D'emblée, l'ouvrage instille de la poésie et le souffle de la liberté. L’histoire est écrite du point de vue de Wen. Nous la suivons en Adelphie, un îlot indépendant du reste du monde situé à Langlade, dans une communauté auto-suffisante de trois cents habitants affranchie du continent d'Amérique du nord. Ses souvenirs de l’avant, de son arrivée en Adelphie et son vécu actuel s’entremêlent, c’est assez troublant. Car Wen est spéciale : elle donne l'impression de fonctionner comme un ordinateur, elle « processe la vie sans la vivre ». "Ainsi, elle déteste l’humanité pour ce qu’elle fait subir à son monde et à sa propre espèce, mais dans le même temps, elle semble l’aimer d’un amour fou et voudrait pouvoir la changer pour faire évoluer la société.*" La connexion à ses émotions ou plus prosaïquement à la réalité immédiate lui demande un effort épuisant, et rarement du plaisir. Née grande prématurée, elle a été victime d’un traitement expérimental à base de LSD qui a profondément altéré son psychisme ; elle ne deviendra jamais adulte, a des difficultés à nouer des relations et elle est souvent hantée par des visions déstabilisantes. Son comportement suggère fortement des caractéristiques du spectre autistique, et une hypersensibilité tant au toucher qu'aux stimuli sonores. Inadaptée à la relation aux Autres, Wen est aussi une créatrice d'univers, à la personnalité complexe, exprimant ses émotions différemment, comprenant le monde à une autre échelle.
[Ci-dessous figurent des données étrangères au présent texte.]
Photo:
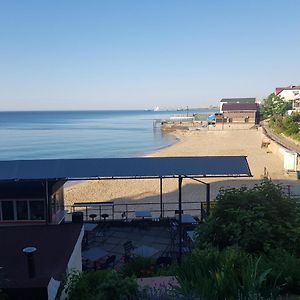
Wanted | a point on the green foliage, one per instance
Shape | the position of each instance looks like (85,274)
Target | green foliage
(140,267)
(287,125)
(257,220)
(104,285)
(228,274)
(285,270)
(274,106)
(290,126)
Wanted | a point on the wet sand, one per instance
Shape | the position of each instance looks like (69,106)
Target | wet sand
(192,143)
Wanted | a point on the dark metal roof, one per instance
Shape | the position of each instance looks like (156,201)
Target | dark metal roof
(142,167)
(238,100)
(240,106)
(55,245)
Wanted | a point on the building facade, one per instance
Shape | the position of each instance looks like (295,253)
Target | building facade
(27,202)
(235,101)
(290,93)
(241,113)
Dans un monde submergé par la haine en ligne, les rares personnes au courant de ses dispositions particulières et de ses activités tout aussi particulières la surnommaient World Wide Wen, un qualificatif un peu méprisant, un peu inquiétant aussi. Que faisait World Wide Wen ? Posée sur sa toile, elle veillait sur le monde, à prédire les prochaines cyber-attaques, à poser ses filets anti-trolls, mais sans se faire d’illusions sur ses capacités à lutter contre des États…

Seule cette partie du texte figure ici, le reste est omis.